他太爷爷说了,谢尚暗想:这人越是遇上大事便就越是得有静气,如此才能有“泰山崩于前而色不变,麇鹿兴于左而目不瞬”的气度,让人感服。
所以他私下怎么想不要紧,但面对媳妇,他可不能在发榜前轻举妄动,叫她看低。
红枣没想到谢尚如此沉得住气,竟不受她的话蛊惑,便想着这世人性格内敛——不见兔子不撒鹰,只得自我转折道:“尚哥儿,你说的是。”
“但我见爹出门,见贤思齐也是真正的。”
“尚哥儿,我当时就想着我虽是一个妇人,不能跟爹,还有将来的你一样去做大事,但家常若能周济到身边人,也未尝不是修德。”

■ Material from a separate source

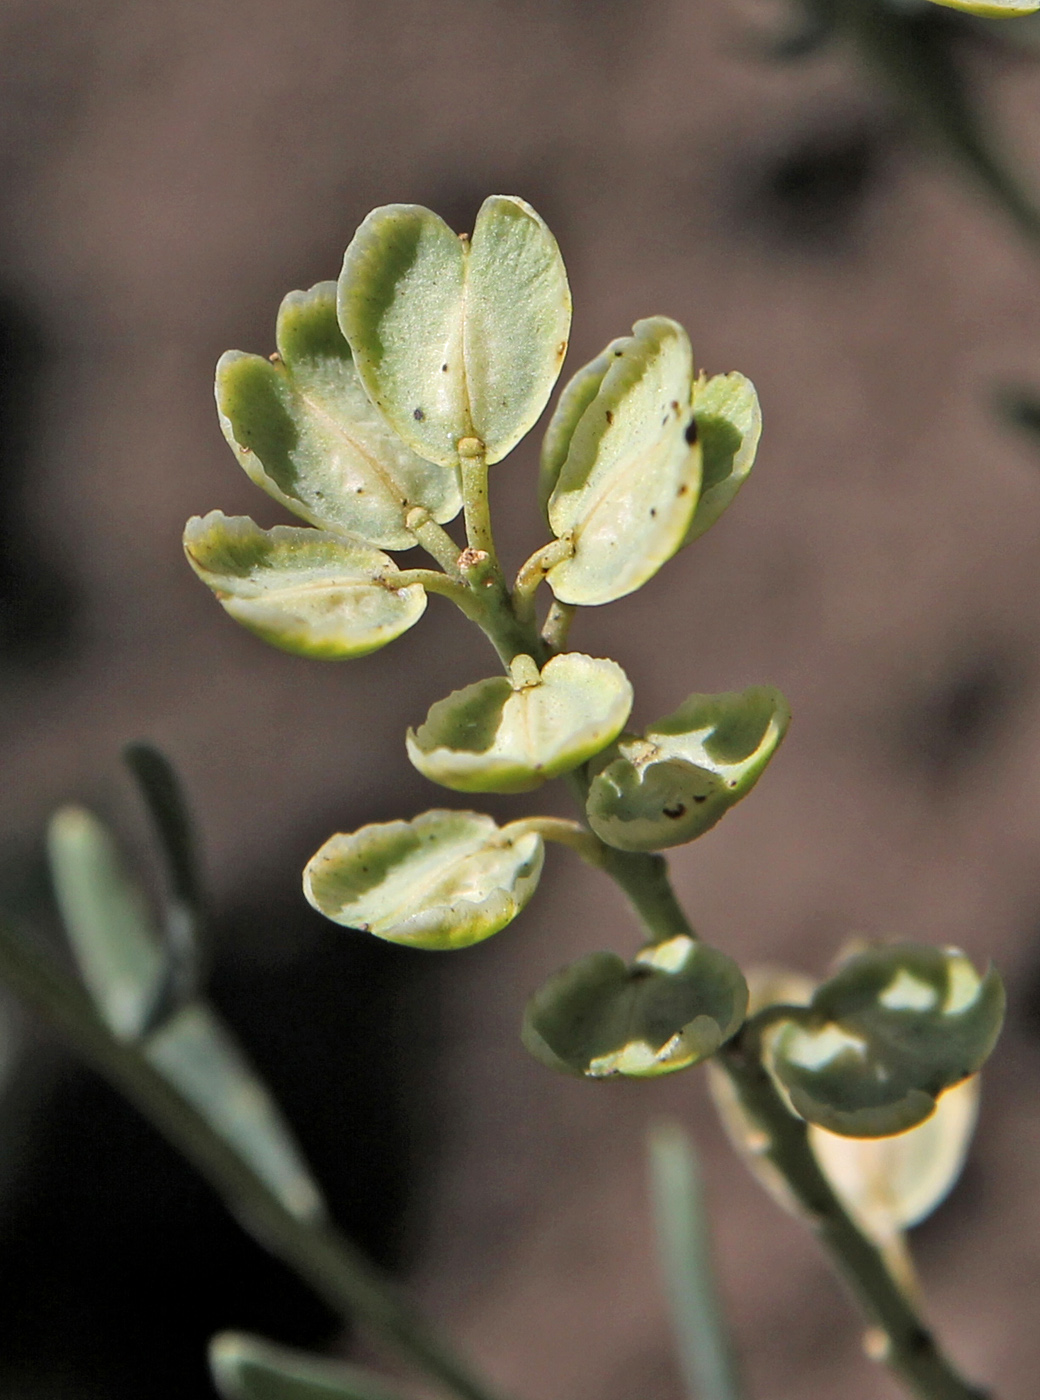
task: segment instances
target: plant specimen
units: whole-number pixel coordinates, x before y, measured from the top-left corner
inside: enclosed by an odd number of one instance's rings
[[[632,685],[613,660],[567,649],[579,607],[641,587],[695,541],[748,476],[761,419],[739,373],[697,373],[686,332],[636,323],[570,379],[545,433],[538,493],[549,542],[507,581],[488,474],[531,430],[560,373],[570,294],[559,249],[524,201],[492,196],[472,237],[414,205],[375,210],[338,283],[282,302],[277,351],[217,370],[224,434],[257,485],[303,525],[264,530],[219,511],[185,532],[227,612],[316,659],[362,657],[415,626],[429,594],[485,634],[499,670],[431,706],[408,756],[469,797],[563,778],[578,819],[498,825],[468,808],[331,836],[304,873],[328,918],[391,942],[462,949],[534,897],[545,844],[617,882],[640,942],[593,952],[530,1000],[523,1039],[554,1070],[648,1078],[710,1061],[720,1111],[774,1194],[831,1252],[871,1347],[926,1400],[978,1400],[923,1325],[903,1244],[956,1176],[974,1076],[1004,994],[956,949],[859,947],[818,986],[748,981],[695,933],[661,852],[708,832],[763,774],[789,721],[769,686],[681,699],[628,730]],[[459,515],[465,543],[445,528]],[[431,566],[391,557],[416,548]],[[547,587],[550,601],[539,607]],[[90,993],[0,931],[0,975],[69,1034],[208,1176],[236,1214],[322,1295],[368,1322],[466,1400],[476,1379],[340,1237],[289,1130],[201,995],[201,898],[172,771],[132,763],[167,853],[156,930],[111,838],[76,809],[52,828],[59,902]],[[682,1140],[655,1144],[657,1199],[684,1357],[701,1400],[733,1400]],[[356,1368],[223,1337],[214,1374],[245,1400],[385,1400]]]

“周济身边人?”谢尚觉得自己有些明白了:“你想布施?”
“这个容易,每年四时祭祀,娘都会布施。你只管跟着娘就行!”
红枣……
为了避免再鸡同鸭讲,红枣直言道:“尚哥儿,你说的布施,我还没想到。所以先多谢你提醒了我,我有机会便跟娘请教。”
“但刚我想的其实是我庄子里庄仆们的生计!”
谢尚:“?”
庄仆们的生计不就是种地交租吗?谢尚心说:而他们谢家的地息,那可是出了名的厚道。
所以红枣庄子的庄仆能有说啥生计问题?难不成是庄头不廉?
自打知晓被奶娘卫氏黑了钱后,谢尚遇事的第一反应便就是下人手脚不干净了!
红枣端一碗茶给谢尚后方在他对面坐下问道:“尚哥儿,你去过你名下的庄子吗?”
谢尚摇头——他一个公子哥,去农庄干啥?
红枣道:“我去过!”
谢尚疑惑:?
红枣笑:“想我一个庄户姑娘做梦都没想到会有一天雀屏中选,能到谢半城家做媳妇不说,还白得两个千亩大农庄——所以这聘礼地契一到手,我自是要去两个大农庄去瞧瞧!眼见为实嘛!”
闻言谢尚又禁不住笑了——见多了周围人得了便宜还卖乖的刻薄贪婪,他真的很喜欢红枣这份直承心意的爽快!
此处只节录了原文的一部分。